Hide thy face from my sins,.... In whose sight they were committed, being now ashamed of them himself, and ashamed that any should see them, and especially his God; and being filthy and nauseous, he knew they must be abominable to him, who is of purer eyes than to behold iniquity; and being breaches of his law, must be offensive to him, and provoke the eyes of his glory; and were such that he knew would not bear the examination of justice; and that if God was strict to mark them, he could not stand before him: moreover, in this petition the psalmist deprecates a severe chastisement of them, which is sometimes expressed by setting sins before him, Psalm 90:8; and entreats the pardon of them, or oblivion and non-remembrance of them, that they might be cast behind his back, and into the depths of the sea;
and blot out all mine iniquities; as in Psalm 51:1; here repeated, to show his deep sense of them, and his great importunity for the forgiveness of them; and adds the word all, including all his other sins, with those he had lately committed; for he knew that, if anyone, was left unpardoned, he could never answer for it.
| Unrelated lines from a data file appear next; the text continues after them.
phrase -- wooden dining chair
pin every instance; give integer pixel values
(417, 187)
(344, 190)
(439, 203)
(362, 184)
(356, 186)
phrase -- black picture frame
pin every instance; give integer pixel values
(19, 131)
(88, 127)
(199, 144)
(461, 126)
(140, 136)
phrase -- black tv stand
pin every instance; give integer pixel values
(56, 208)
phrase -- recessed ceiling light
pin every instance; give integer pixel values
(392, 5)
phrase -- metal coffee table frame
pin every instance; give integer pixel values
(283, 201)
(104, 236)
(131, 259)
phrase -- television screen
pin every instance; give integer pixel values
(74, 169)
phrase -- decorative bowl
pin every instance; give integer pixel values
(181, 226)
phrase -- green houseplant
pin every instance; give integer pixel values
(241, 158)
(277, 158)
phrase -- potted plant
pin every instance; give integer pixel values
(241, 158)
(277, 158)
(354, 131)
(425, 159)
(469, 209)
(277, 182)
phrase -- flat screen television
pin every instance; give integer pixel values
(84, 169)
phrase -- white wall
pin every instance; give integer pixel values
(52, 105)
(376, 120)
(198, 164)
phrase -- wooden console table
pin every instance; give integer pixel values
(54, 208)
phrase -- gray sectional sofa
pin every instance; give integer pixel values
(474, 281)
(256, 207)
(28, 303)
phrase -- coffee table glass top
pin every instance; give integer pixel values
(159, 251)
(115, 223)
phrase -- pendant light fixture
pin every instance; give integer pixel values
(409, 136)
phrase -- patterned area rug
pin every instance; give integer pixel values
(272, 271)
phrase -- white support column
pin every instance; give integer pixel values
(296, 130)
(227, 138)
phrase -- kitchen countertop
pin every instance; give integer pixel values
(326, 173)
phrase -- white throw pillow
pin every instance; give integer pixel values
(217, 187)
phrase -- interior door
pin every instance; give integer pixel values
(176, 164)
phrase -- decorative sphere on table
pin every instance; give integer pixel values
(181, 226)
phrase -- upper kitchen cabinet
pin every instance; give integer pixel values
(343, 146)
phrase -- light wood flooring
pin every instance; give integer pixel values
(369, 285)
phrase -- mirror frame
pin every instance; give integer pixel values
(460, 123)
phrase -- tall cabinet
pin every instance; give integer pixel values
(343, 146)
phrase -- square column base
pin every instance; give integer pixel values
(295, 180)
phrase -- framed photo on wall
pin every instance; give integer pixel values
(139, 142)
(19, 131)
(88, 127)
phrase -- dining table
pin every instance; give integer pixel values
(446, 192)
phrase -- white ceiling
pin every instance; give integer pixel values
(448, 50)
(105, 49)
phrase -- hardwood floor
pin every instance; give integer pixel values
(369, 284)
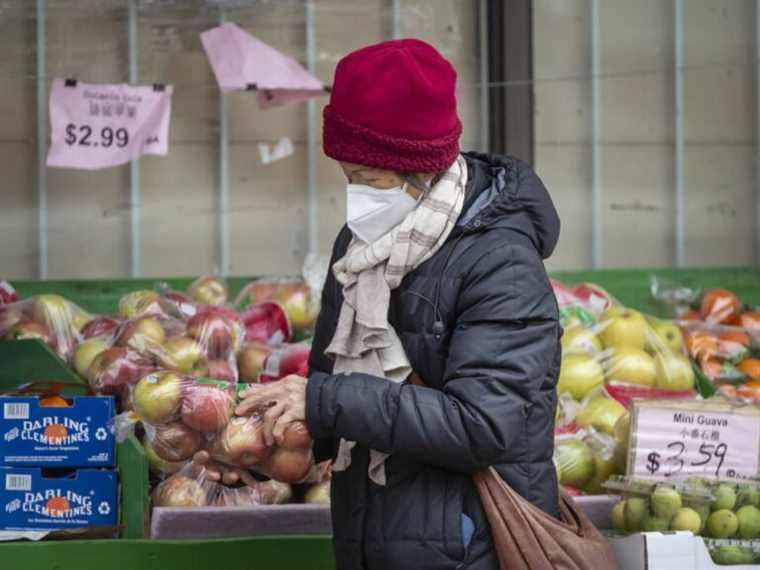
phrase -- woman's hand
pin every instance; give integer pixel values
(220, 473)
(280, 404)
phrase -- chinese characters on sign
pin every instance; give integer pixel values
(100, 126)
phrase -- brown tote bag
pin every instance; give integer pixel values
(527, 538)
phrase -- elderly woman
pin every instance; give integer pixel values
(437, 348)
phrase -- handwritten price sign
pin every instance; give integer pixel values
(704, 439)
(100, 126)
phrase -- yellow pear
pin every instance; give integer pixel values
(580, 340)
(623, 328)
(579, 375)
(631, 365)
(600, 412)
(674, 372)
(665, 336)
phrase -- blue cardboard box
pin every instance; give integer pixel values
(30, 500)
(78, 436)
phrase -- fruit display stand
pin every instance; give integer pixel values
(135, 550)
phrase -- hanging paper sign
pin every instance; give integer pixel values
(696, 438)
(100, 126)
(242, 62)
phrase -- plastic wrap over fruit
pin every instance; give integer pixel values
(8, 294)
(191, 486)
(209, 290)
(585, 459)
(634, 355)
(299, 298)
(241, 444)
(167, 398)
(286, 360)
(50, 318)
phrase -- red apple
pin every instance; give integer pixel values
(288, 465)
(158, 397)
(266, 322)
(296, 436)
(289, 359)
(180, 353)
(180, 491)
(8, 294)
(241, 443)
(144, 334)
(297, 302)
(26, 330)
(100, 326)
(206, 408)
(217, 370)
(208, 290)
(176, 442)
(251, 359)
(214, 332)
(116, 368)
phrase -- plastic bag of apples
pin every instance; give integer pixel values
(192, 486)
(52, 319)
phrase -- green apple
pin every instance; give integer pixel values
(674, 372)
(632, 366)
(623, 328)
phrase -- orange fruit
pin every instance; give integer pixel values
(701, 344)
(53, 402)
(719, 305)
(750, 367)
(750, 320)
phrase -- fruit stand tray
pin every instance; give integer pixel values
(231, 522)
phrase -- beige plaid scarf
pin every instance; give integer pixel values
(364, 341)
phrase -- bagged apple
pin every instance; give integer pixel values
(209, 290)
(164, 397)
(286, 360)
(8, 294)
(49, 318)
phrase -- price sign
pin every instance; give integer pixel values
(100, 126)
(702, 439)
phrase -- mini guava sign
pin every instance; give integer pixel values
(695, 438)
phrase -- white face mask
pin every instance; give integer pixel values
(372, 213)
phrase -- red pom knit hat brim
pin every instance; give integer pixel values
(345, 141)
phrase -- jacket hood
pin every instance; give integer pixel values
(505, 192)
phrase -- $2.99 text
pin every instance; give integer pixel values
(83, 136)
(674, 463)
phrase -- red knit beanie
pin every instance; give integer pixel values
(393, 106)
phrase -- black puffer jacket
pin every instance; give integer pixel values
(479, 324)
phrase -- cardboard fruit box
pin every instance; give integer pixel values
(33, 501)
(80, 435)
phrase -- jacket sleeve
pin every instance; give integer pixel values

10Create in me a clean heart, O God; and renew a right spirit within me.
Create in me a clean heart, O God,.... Which was now defiled with sin, and of which being convinced, he was led more and more to see the impurity of his heart and nature, from which all his evil actions flowed; and being sensible that he could not make his heart clean himself, and that this was the work of God, and a work which required creating power, he entreats it of him: for as the first work of conversion is no other than a creation, or a production of something new, which was not before; so the restoring of a backslider, as it goes by the same name, it requires the same power; and as the implantation of grace at first, and particularly of faith, is a work of almighty power; so the same power must be put forth to bring it into exercise, after falls into sin; that it may afresh deal with the heart purifying blood of Christ, which only can make it clean, and is what is here meant;
and renew a right spirit within me; by which is designed, not the Holy Spirit of God (k); for he is the renewer; nor the spirit or soul of man as to its essence; but with respect to the qualities of it; and here it signifies a renewing of the inward man, or an increase of grace, and causing it to abound in act and exercise; and intends a spirit of uprightness and integrity, in opposition to dissimulation and hypocrisy; a spirit "prepared and ready" (l) to every good work, Matthew 26:41; "one firm" (m) and unmoved from obedience to the Lord, by sin, temptations, and snares; a heart fixed, trusting in the Lord, and comfortably assured of an interest in pardoning grace and mercy.
(k) Vid. Zohar in Gen. fol. 107. 3.((l) "paratum seu promptum", Gejerus, Michaelis; so Ainsworth. (m) "Firmua", Junius & Tremellius, Piscator, Cocceius.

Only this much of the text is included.